Senior Engineer Thinking

  • Beginner: "GLS is slow — let me throw more machines at it."
  • Senior: "GLS is inherently 10–100× RTL — more machines won't fix the strategy. Where does the time go? If timing dominates and isn't needed, I run zero-delay; I bound X; and I run the right subset, not RTL's whole suite."

The senior profiles, maps cost to a lever, and runs strategically rather than brute-forcing.

Silicon Impact

GLS's cost is real and inherent — 10–100× RTL — so a team that brute-forces it (full suite, full timing) either can't finish (blocking tape-out) or burns a machine pool for coverage that RTL already provides. Understanding the five causes — event explosion, timing scheduling, X-fanout, size, no shortcuts — is what turns GLS from an unaffordable step into a managed one: run zero-delay where timing isn't needed, bound X so it doesn't multiply, and run the gate-level-specific subset (13.3). This matters because GLS is not optional — it catches the X/reset/timing/low-power/DFT bugs nothing else does (Ch0) — so making it affordable is what lets it actually run before every tape-out. The cost is inherent; the strategy is what makes it fit.

Engineering Checklist

  • Profiled the run (events / timing / X / dumping).
  • Mapped the dominant cause to a lever (13.2/13.3).
  • Ran zero-delay where timing isn't needed; timed on a subset.
  • Bounded X (proper reset/init) to limit fan-out.
  • Treated GLS slowness as inherent — strategic, not brute-force.

Try Yourself

  1. Run a small design in RTL and in zero-delay GLS, then timed (SDF) GLS — compare wall-clock time.
  2. Observe: GLS is much slower (event explosion), and timed GLS is slower still (timing scheduling).
  3. Change: leave a flop unreset so X fans out, and re-run.
  4. Expect: the run gets slower (X-fanout adds events) — and the profile shows X-handling rising. Bound the X (reset) and watch it recover. Map each cause to its lever.

Any simulator with profiling shows where GLS time goes. No paid tool required for the concept.

Interview Perspective

  • Weak: "GLS is slow because the netlist is bigger."
  • Good: "GLS is 10–100× RTL: far more events (every cell/net), timing scheduling and checks, X fan-out, and no behavioral shortcuts."
  • Senior: "Five compounding causes — event explosion, SDF timing scheduling and firing checks, X-fanout, gate count, and no behavioral shortcuts (an RTL + is a whole adder). It's inherent, so I profile to find the dominant cost and map it to a lever: zero-delay where timing isn't needed, bound X, run the right subset. You manage GLS cost strategically; you don't brute-force it."

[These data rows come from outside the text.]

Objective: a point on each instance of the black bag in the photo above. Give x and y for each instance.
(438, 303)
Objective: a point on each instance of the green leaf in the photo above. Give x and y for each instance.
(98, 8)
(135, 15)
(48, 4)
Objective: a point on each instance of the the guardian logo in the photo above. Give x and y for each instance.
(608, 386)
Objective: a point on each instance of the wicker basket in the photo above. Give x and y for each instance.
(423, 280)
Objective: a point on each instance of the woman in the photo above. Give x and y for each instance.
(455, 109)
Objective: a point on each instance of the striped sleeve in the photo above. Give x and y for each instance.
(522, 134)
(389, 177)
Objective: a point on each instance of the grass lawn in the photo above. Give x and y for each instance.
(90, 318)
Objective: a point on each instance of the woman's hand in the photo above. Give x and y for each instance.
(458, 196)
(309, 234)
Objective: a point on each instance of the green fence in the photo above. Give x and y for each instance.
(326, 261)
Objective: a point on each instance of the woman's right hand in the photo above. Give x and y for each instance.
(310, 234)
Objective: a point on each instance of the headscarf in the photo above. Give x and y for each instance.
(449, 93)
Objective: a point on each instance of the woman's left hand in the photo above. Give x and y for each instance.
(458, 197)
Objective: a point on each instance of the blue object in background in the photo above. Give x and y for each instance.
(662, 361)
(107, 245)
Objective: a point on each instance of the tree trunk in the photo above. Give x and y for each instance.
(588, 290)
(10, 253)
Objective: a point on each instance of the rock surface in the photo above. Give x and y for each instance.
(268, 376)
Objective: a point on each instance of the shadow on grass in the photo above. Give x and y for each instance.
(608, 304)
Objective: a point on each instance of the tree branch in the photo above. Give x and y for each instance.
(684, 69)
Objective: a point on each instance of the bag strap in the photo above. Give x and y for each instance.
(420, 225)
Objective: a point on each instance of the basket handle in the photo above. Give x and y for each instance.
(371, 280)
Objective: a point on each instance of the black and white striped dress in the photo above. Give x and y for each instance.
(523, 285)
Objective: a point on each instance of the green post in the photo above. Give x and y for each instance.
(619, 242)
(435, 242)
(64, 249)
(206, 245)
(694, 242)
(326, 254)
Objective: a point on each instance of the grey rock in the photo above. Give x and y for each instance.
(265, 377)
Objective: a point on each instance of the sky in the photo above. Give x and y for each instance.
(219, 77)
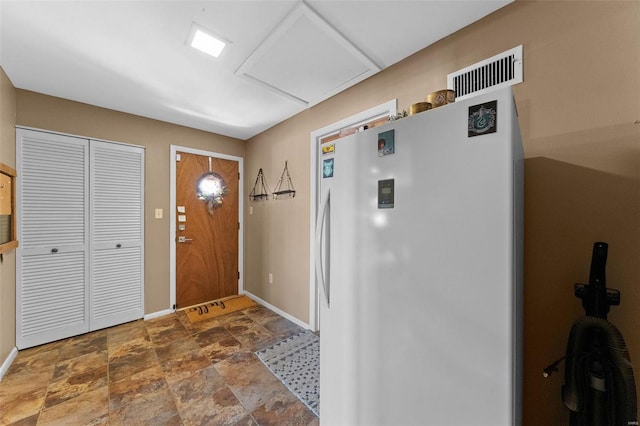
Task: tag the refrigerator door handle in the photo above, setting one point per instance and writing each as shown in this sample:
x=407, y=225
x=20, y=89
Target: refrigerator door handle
x=324, y=207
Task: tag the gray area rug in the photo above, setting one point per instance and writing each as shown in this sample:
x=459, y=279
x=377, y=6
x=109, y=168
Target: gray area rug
x=296, y=362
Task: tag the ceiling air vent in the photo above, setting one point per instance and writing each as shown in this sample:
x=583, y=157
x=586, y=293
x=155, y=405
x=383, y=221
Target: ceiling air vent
x=504, y=69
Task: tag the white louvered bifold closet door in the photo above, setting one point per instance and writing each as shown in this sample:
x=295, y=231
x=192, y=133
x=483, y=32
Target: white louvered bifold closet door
x=117, y=224
x=52, y=223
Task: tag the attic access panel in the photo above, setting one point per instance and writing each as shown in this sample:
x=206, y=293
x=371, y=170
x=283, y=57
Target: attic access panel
x=307, y=60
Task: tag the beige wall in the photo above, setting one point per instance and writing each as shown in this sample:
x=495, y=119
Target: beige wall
x=577, y=110
x=46, y=112
x=8, y=263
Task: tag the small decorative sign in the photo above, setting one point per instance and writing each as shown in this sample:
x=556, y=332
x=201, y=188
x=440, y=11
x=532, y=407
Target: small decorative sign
x=483, y=119
x=386, y=143
x=327, y=168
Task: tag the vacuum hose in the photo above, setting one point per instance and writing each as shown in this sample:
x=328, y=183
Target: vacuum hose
x=599, y=387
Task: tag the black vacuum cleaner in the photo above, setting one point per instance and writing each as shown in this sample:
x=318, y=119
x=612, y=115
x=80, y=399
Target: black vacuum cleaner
x=599, y=388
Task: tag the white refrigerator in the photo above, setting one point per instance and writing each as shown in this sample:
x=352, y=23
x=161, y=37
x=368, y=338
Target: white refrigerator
x=419, y=245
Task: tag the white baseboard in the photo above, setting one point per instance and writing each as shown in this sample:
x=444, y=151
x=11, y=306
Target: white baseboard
x=158, y=314
x=7, y=362
x=278, y=311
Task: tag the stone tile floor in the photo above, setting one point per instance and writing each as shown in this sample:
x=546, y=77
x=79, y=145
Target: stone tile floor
x=165, y=371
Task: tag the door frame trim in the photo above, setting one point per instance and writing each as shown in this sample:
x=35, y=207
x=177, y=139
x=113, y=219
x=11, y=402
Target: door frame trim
x=172, y=216
x=384, y=109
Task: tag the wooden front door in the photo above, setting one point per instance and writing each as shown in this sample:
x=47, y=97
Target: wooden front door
x=206, y=242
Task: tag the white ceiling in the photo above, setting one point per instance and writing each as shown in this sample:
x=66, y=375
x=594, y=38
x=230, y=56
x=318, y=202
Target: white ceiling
x=284, y=55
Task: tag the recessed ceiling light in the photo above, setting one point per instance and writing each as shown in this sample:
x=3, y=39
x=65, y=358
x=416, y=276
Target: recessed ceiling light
x=204, y=41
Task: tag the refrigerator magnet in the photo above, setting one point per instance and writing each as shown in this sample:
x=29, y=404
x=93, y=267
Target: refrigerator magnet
x=327, y=168
x=386, y=143
x=483, y=119
x=328, y=149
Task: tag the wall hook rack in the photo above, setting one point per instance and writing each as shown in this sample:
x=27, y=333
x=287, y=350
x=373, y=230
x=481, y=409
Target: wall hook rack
x=285, y=185
x=260, y=189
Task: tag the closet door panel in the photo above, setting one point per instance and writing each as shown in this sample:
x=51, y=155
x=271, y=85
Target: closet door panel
x=117, y=229
x=116, y=290
x=52, y=260
x=53, y=298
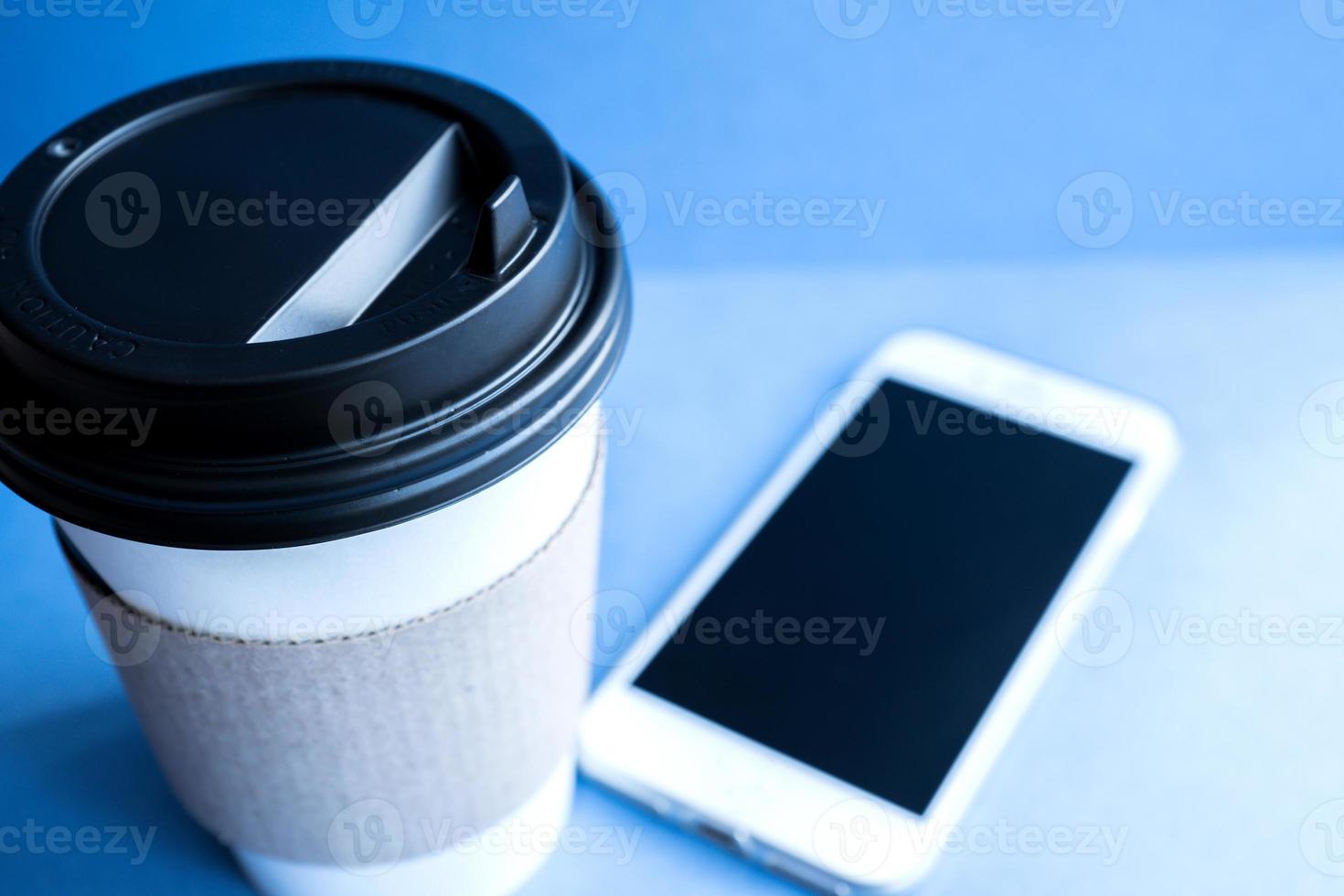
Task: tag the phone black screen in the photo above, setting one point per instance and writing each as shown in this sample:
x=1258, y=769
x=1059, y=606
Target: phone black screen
x=869, y=623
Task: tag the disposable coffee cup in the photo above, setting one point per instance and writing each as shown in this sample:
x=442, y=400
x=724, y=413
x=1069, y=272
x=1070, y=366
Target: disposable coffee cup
x=305, y=361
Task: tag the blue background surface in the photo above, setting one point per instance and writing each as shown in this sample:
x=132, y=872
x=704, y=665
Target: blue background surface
x=971, y=131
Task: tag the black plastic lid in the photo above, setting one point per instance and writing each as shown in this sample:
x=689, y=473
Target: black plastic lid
x=292, y=303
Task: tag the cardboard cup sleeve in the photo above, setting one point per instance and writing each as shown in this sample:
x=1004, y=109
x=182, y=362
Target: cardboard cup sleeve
x=457, y=716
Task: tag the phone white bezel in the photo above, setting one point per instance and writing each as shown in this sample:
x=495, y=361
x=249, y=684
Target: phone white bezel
x=780, y=812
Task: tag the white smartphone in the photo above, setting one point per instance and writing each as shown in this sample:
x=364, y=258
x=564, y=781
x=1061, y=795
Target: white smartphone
x=832, y=683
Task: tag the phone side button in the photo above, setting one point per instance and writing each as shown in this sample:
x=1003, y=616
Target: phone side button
x=734, y=841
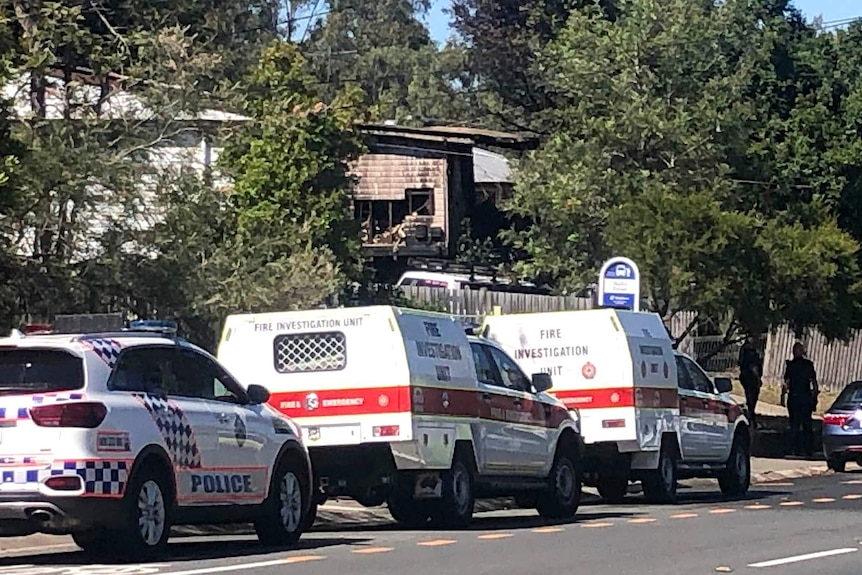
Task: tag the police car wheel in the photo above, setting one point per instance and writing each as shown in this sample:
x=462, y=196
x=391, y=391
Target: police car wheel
x=283, y=520
x=736, y=477
x=563, y=497
x=147, y=515
x=660, y=485
x=455, y=509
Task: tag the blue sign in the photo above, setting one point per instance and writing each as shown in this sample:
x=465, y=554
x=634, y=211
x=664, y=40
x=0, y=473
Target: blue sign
x=619, y=284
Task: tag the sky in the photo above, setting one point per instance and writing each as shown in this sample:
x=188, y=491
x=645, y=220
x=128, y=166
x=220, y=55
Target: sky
x=831, y=10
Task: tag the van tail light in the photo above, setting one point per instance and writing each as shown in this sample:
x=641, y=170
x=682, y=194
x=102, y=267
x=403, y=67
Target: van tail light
x=83, y=414
x=836, y=419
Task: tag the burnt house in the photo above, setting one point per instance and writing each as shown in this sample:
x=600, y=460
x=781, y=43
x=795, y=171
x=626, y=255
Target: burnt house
x=416, y=185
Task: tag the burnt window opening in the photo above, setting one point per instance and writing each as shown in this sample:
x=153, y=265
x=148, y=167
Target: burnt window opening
x=420, y=201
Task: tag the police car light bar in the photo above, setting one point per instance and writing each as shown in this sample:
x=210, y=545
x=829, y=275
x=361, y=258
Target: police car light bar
x=164, y=326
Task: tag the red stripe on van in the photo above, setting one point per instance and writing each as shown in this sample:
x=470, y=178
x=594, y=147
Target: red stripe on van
x=605, y=398
x=421, y=401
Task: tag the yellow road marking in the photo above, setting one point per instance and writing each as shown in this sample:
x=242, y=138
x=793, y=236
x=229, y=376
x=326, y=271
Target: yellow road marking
x=491, y=536
x=436, y=542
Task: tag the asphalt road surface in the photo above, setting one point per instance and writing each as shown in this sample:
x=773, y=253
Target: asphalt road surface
x=801, y=527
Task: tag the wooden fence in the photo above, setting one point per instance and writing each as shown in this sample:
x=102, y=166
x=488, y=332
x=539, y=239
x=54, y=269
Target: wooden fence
x=837, y=364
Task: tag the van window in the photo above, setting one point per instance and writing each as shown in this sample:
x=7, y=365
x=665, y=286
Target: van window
x=308, y=352
x=39, y=371
x=513, y=377
x=683, y=376
x=485, y=371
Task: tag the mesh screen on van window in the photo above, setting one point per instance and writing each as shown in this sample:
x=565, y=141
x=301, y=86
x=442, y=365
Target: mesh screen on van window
x=303, y=352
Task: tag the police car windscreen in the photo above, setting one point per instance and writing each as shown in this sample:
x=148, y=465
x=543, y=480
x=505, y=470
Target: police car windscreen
x=39, y=370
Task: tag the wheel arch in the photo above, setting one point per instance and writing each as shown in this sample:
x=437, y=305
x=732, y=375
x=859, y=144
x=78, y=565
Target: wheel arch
x=155, y=455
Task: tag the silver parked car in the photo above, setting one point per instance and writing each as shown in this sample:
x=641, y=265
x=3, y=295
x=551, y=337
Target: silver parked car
x=842, y=429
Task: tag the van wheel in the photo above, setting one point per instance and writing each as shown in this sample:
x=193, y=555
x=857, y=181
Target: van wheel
x=455, y=509
x=404, y=509
x=837, y=465
x=283, y=519
x=147, y=522
x=660, y=484
x=563, y=496
x=735, y=479
x=613, y=489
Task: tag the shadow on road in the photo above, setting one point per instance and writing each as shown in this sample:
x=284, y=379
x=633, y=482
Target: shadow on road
x=183, y=550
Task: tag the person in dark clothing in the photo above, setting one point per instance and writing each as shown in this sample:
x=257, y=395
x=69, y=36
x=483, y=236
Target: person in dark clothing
x=800, y=382
x=750, y=372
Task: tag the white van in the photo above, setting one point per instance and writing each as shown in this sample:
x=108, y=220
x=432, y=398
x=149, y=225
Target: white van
x=647, y=412
x=401, y=406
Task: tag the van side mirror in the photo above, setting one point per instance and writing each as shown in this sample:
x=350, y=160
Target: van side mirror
x=257, y=394
x=542, y=382
x=723, y=384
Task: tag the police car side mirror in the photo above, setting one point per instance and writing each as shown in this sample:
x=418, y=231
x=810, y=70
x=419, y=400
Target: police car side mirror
x=257, y=394
x=723, y=384
x=542, y=382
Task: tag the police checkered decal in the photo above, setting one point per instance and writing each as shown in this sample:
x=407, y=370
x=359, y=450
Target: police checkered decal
x=103, y=477
x=175, y=429
x=108, y=350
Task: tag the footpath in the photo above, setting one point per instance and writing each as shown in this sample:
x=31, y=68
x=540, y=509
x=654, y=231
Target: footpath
x=768, y=465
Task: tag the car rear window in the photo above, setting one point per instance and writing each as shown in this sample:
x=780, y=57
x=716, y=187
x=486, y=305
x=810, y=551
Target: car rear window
x=39, y=371
x=850, y=397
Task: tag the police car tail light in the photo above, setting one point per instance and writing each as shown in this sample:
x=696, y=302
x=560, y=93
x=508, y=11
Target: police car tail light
x=386, y=430
x=836, y=419
x=68, y=483
x=84, y=414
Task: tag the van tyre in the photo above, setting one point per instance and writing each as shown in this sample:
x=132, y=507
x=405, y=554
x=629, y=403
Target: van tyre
x=837, y=465
x=285, y=513
x=735, y=479
x=563, y=496
x=455, y=508
x=147, y=515
x=613, y=489
x=660, y=484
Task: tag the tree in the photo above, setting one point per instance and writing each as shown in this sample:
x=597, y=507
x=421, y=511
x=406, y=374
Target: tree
x=294, y=241
x=383, y=48
x=656, y=107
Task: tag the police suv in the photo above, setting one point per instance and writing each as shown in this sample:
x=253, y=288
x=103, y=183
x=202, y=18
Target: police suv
x=114, y=437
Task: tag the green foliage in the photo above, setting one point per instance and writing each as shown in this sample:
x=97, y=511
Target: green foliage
x=295, y=241
x=658, y=114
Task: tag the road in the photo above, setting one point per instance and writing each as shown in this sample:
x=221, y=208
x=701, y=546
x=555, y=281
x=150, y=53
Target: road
x=794, y=528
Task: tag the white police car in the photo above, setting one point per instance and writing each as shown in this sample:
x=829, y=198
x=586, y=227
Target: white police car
x=114, y=437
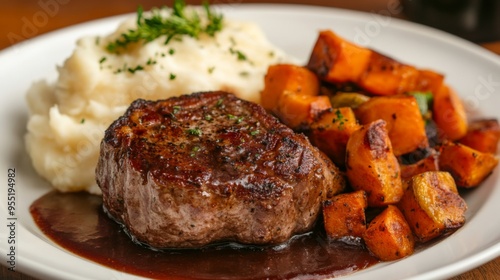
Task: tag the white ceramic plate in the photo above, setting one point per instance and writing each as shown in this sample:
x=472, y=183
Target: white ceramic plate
x=474, y=72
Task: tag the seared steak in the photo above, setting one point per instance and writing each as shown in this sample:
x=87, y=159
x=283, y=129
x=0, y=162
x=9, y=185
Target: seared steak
x=209, y=167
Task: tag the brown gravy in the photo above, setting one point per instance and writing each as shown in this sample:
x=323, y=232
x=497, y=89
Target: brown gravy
x=77, y=223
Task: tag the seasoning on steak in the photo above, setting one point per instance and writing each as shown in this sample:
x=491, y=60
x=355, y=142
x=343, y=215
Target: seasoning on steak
x=208, y=167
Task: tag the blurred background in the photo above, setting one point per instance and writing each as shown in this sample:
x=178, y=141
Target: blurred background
x=475, y=20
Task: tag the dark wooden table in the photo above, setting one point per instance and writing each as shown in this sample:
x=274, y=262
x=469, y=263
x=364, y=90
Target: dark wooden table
x=22, y=19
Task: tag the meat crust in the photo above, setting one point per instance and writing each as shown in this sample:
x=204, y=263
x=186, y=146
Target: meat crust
x=209, y=167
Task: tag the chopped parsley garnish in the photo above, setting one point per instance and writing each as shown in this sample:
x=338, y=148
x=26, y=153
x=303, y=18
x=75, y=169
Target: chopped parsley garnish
x=177, y=23
x=194, y=131
x=135, y=69
x=240, y=55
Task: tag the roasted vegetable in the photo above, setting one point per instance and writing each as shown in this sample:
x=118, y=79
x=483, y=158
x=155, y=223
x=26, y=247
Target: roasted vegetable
x=449, y=114
x=336, y=60
x=297, y=110
x=404, y=121
x=386, y=76
x=483, y=135
x=371, y=165
x=388, y=235
x=429, y=163
x=331, y=131
x=432, y=205
x=469, y=167
x=344, y=215
x=348, y=99
x=289, y=79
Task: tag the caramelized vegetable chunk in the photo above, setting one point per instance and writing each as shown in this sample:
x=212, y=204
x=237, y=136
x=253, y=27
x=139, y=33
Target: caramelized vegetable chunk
x=297, y=110
x=483, y=135
x=449, y=114
x=429, y=163
x=344, y=215
x=404, y=121
x=388, y=235
x=336, y=60
x=287, y=78
x=331, y=132
x=371, y=165
x=432, y=205
x=469, y=167
x=386, y=76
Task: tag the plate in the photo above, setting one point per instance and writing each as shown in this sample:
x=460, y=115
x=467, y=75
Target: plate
x=471, y=70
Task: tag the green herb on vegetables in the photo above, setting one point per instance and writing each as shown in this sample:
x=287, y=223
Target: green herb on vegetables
x=176, y=24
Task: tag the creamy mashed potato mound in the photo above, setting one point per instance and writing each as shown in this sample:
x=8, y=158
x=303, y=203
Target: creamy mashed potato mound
x=68, y=117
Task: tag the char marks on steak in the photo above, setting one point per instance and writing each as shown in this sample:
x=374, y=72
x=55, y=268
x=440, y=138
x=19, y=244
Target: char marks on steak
x=209, y=167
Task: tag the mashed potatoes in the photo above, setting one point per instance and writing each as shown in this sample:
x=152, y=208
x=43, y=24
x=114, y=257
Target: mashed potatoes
x=68, y=117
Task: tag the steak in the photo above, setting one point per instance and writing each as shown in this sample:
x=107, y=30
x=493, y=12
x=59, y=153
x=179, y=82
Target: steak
x=209, y=167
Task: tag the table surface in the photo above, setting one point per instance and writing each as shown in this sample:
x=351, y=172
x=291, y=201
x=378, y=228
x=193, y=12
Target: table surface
x=15, y=13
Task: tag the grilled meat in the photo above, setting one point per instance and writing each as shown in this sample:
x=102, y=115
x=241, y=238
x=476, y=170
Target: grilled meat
x=209, y=167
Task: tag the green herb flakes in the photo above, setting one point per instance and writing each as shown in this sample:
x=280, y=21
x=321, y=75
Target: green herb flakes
x=177, y=23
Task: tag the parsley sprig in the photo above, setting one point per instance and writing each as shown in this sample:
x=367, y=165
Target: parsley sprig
x=177, y=23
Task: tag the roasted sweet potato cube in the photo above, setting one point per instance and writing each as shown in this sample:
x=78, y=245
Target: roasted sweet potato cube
x=449, y=114
x=331, y=131
x=386, y=76
x=336, y=60
x=388, y=235
x=483, y=135
x=371, y=165
x=287, y=78
x=429, y=163
x=298, y=110
x=344, y=215
x=432, y=205
x=404, y=121
x=468, y=167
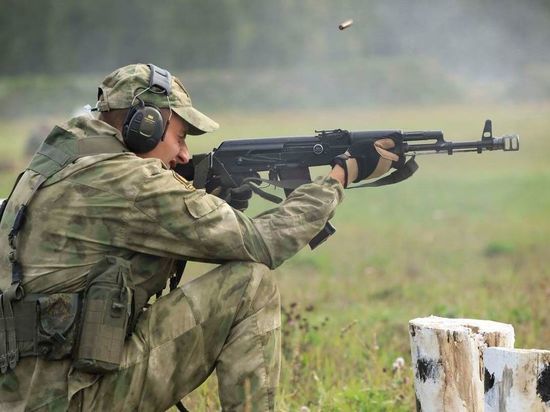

9. Interview / Review Questions

10. Key Takeaways

  • GLS is 10–100× slower than RTL for five compounding reasons: (1) event explosion (every cell/net toggles vs a few RTL statements); (2) timing (SDF delay scheduling + firing timing checks); (3) X-propagation (Xs fan out, Ch6); (4) design size (gate count ≫ RTL lines); (5) no behavioral shortcuts (an RTL + is a whole adder of cells).
  • The slowness is inherent to gate-level fidelity — not a bug to fix, a cost to manage.
  • Profile the run to find the dominant cause, then map it to a lever: zero-delay where timing isn't needed (13.2), bound X (13.2), reduce dumping (13.2), run the right subset (13.3).
  • The response is strategic — speed (13.2) + selection (13.3) — never brute-forcing the full functional suite at full timing.
  • GLS is not optional (it catches what nothing else does, Ch0), so making it affordable is what lets it run before every tape-out; it stays dynamic (0.3). Next: 13.2 — speeding up gate-level runs.

Quick Revision

GLS is 10-100x slower than RTL — five compounding causes: event explosion (every cell/net), timing (SDF scheduling + checks), X-fanout (Ch6), design size (gates >> RTL lines), no shortcuts (RTL + = a whole adder). Inherent — manage, don't brute-force. Profile → map to a lever: zero-delay where timing not needed (13.2), bound X (13.2), reduce dumping (13.2), run the right subset (13.3). Next: 13.2 — speeding up gate-level runs.